Roman Polanski lors d'une conférence de presse, le 24 mai, à Katowice (Pologne). — SIPA

Nouveau rebondissement dans l’affaire Polanski. Le ministre polonais de la Justice, aussi procureur général, a indiqué à une radio ce mardi matin vouloir contester devant la Cour suprême du pays « une décision du tribunal de Cracovie de ne pas remettre Polanski aux Etats-Unis alors qu’il est accusé d’un crime cruel contre un enfant, le viol d’un enfant ».

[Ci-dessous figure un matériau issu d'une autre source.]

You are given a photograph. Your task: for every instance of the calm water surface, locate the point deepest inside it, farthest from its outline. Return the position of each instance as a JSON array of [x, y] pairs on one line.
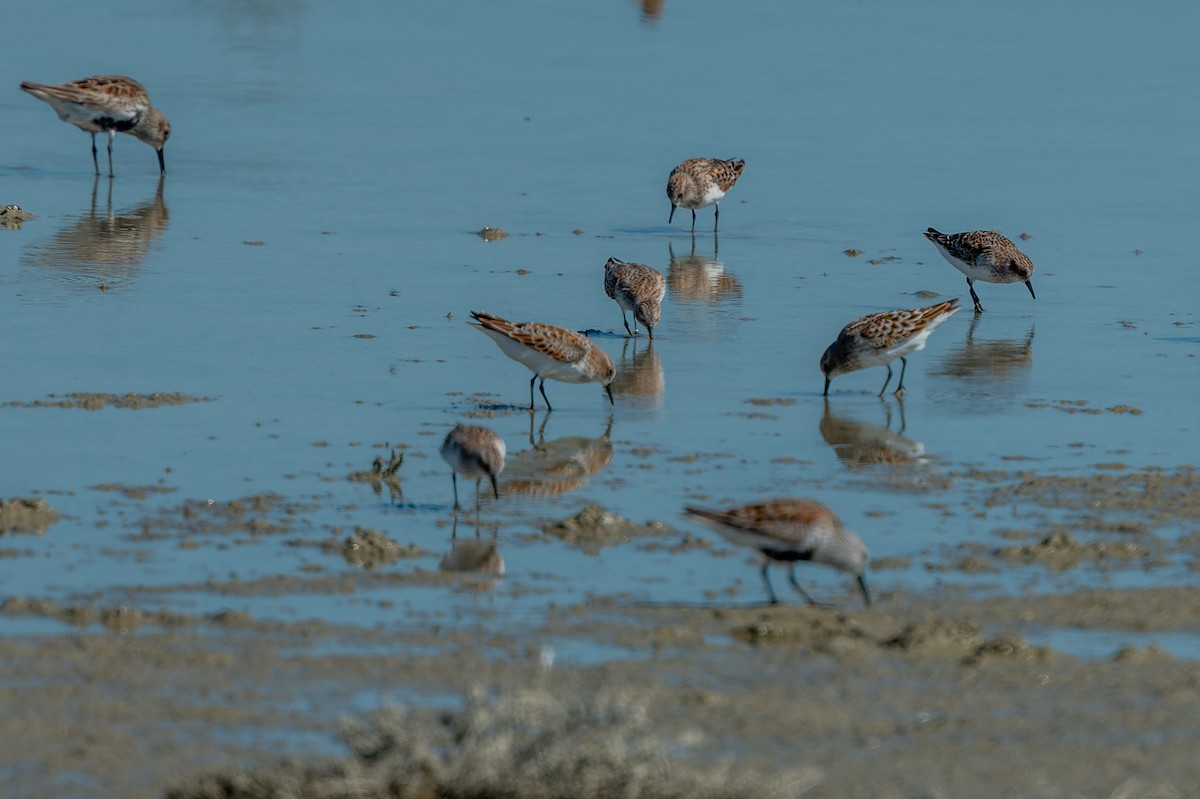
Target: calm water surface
[[329, 164]]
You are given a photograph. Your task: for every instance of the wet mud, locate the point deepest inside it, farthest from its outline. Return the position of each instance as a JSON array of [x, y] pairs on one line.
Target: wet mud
[[943, 692]]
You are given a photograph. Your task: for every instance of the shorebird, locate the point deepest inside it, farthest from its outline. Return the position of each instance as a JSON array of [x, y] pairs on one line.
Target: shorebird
[[700, 182], [984, 256], [549, 352], [879, 338], [107, 104], [474, 451], [636, 288], [787, 530]]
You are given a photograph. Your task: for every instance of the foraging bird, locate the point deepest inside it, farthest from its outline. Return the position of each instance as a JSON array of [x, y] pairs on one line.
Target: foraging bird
[[984, 256], [474, 451], [107, 104], [700, 182], [549, 352], [636, 288], [879, 338], [789, 530]]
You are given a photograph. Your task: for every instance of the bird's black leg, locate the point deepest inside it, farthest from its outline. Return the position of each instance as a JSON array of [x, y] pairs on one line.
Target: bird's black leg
[[791, 578], [766, 580], [886, 382], [973, 295], [867, 594], [904, 366]]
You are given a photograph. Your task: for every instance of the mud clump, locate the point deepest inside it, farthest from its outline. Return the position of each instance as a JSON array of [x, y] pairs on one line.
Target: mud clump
[[492, 234], [473, 556], [372, 548], [1062, 551], [527, 742], [937, 637], [30, 516], [382, 473], [97, 401], [594, 528]]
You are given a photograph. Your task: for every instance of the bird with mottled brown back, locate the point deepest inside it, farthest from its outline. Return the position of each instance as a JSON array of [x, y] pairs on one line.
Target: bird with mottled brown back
[[700, 182], [107, 104], [787, 530], [984, 256]]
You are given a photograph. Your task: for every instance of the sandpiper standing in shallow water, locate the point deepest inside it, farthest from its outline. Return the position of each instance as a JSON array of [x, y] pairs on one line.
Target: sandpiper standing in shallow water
[[107, 104], [984, 256], [789, 530], [700, 182], [474, 451], [549, 352], [879, 338], [636, 288]]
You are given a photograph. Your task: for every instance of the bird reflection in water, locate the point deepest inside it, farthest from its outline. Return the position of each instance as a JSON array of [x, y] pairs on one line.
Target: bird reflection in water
[[103, 246], [995, 360], [557, 467], [700, 278], [640, 376], [859, 445], [478, 558]]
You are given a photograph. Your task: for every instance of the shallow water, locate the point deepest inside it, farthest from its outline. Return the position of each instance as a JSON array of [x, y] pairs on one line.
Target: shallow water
[[309, 262]]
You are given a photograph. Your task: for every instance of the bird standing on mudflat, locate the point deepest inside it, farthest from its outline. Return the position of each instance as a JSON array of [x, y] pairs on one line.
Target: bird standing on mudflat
[[984, 256], [474, 451], [636, 288], [787, 530], [107, 104], [879, 338], [700, 182], [549, 352]]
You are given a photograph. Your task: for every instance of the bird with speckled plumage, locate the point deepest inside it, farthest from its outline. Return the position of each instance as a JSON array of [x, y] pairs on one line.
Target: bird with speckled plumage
[[787, 530], [549, 352], [700, 182], [475, 452], [636, 288], [879, 338], [984, 256], [107, 104]]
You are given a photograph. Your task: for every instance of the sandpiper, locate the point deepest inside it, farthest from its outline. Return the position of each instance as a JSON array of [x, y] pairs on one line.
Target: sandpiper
[[700, 182], [787, 530], [984, 256], [879, 338], [474, 451], [549, 352], [636, 288]]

Le réalisateur franco-polonais est accusé du viol de Samantha Geimer, âgée de 13 ans au moment des faits, lors d’une séance photo à Los Angeles, en 1977. Il avait alors passé 42 jours en prison, avant d’obtenir sa libération sous caution. Roman Polanski avait plaidé coupable pour « rapports sexuels illégaux ». Craignant d’être lourdement condamné, il avait fui les Etats-Unis l’année suivante avant l’annonce du verdict.

« On s’y attendait »

« Ce n’est pas une surprise pour nous », a déclaré à l’AFP Jerzy Stachowicz, un des avocats de Roman Polanski. « On s’y attendait. M. Ziobro a annoncé par le passé qu’il allait le faire. Pour l’instant, nous ne pouvons pas commenter, car nous ne savons pas s’il l’a déjà fait ou s’il va le faire », a-t-il complété.

Après une apparition publique du cinéaste à Varsovie en 2014, les Etats-Unis ont demandé son arrestation à la Pologne. Le 30 octobre 2015, le tribunal régional de Cracovie avait refusé l’extradition de Roman Polanski vers les Etats-Unis. Le juge Dariusz Mazur, dans un réquisitoire contre la justice américaine, estimait que les juges et procureurs américains avaient « gravement violé les règles d’un procès équitable » dans l’affaire Polanski. Fin novembre 2015, le parquet avait renoncé à faire appel de cette décision. Celle-ci pourrait être annulée partiellement ou entièrement si le ministre de la Justice fait appel à la Cour suprême. L’affaire pourrait alors être renvoyée devant un tribunal.